Castellani D, Pirola GM, Law YXT et al: Infection rate after transperineal prostate biopsy with and without prophylactic antibiotics: results from a systematic review and meta-analysis of comparative studies. J Urol 2022; 207: 25–34.
Special thanks to Drs. Juan Diego Cedeño and Ervin Kocjancic at the University of Illinois at Chicago.
Antibiotics and bacteria have always been a case of cat and mouse, with the mouse becoming more and more clever in evading the cat and consequently far more dangerous. We’re solidly in the age of superbugs that are resistant to the majority of available antibiotics, and the more we can do to stanch the evolution of bacteria to highly resistant forms, the better. But what of prostate biopsy? Can we as urologists do better there?
The most common route in prostate biopsy remains the transrectal one, and it’s associated with a rate of post-procedural sepsis of between 0.3% to 0.8%, and a hospitalization rate of 1.1% for infections after biopsy.

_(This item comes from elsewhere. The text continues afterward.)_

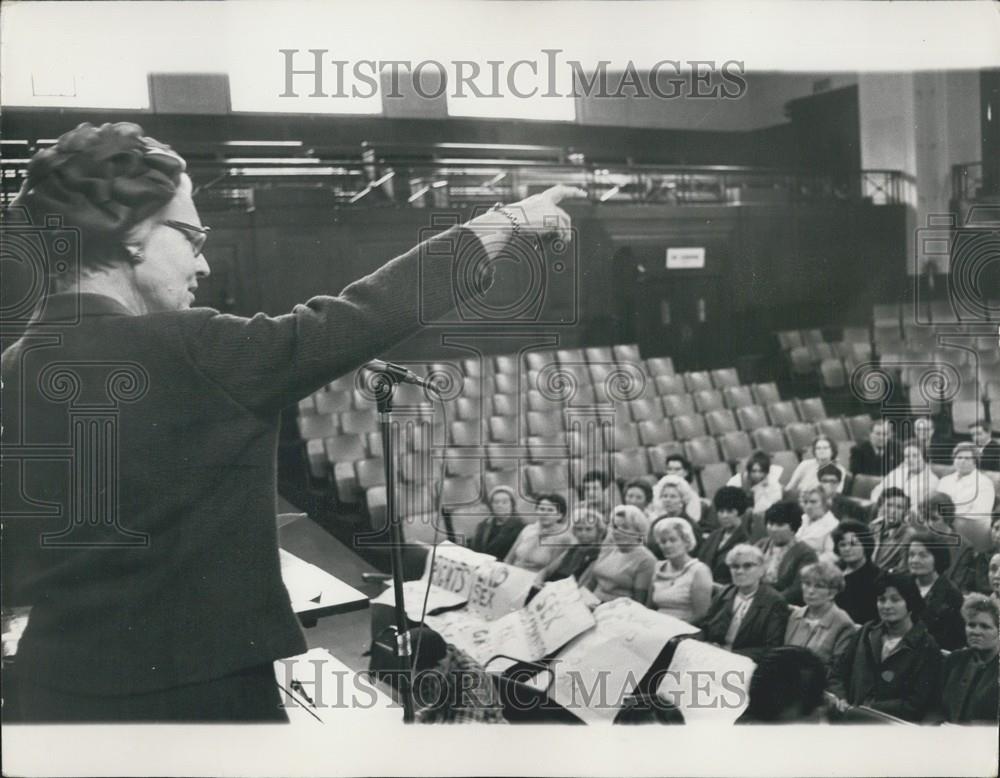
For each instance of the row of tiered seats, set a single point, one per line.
(499, 427)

The other option gaining popularity is transperineal, and the European Association of Urology now recommends it as the preferred approach. Yet its guidelines still recommended the use of a single prophylactic dose of a cephalosporin to cover skin organisms. Is this truly necessary?
The authors of this study conducted a systematic review comparing infection rates after transperineal biopsy with and without antibiotic prophylaxis, including 4 prospective nonrandomized trials and 4 retrospectives studies encompassing a total of 2,368 patients with antibiotic prophylaxis and 1,294 without. Post-biopsy genitourinary infection rates were 0.11% in the group with prophylaxis and 0.31% in the group without. Post-biopsy sepsis rates were 0.13% in the group with prophylaxis and 0.09% in the group without. Readmission rates for infections over 8 studies reporting this parameter were 0.13% in the group with prophylaxis and 0.23% in the group without. The authors observed no clinically significant differences in those with and without prophylaxis, and concluded that “it is probably time to abandon the transrectal route to biopsy the prostate.” It’s hard to argue with that.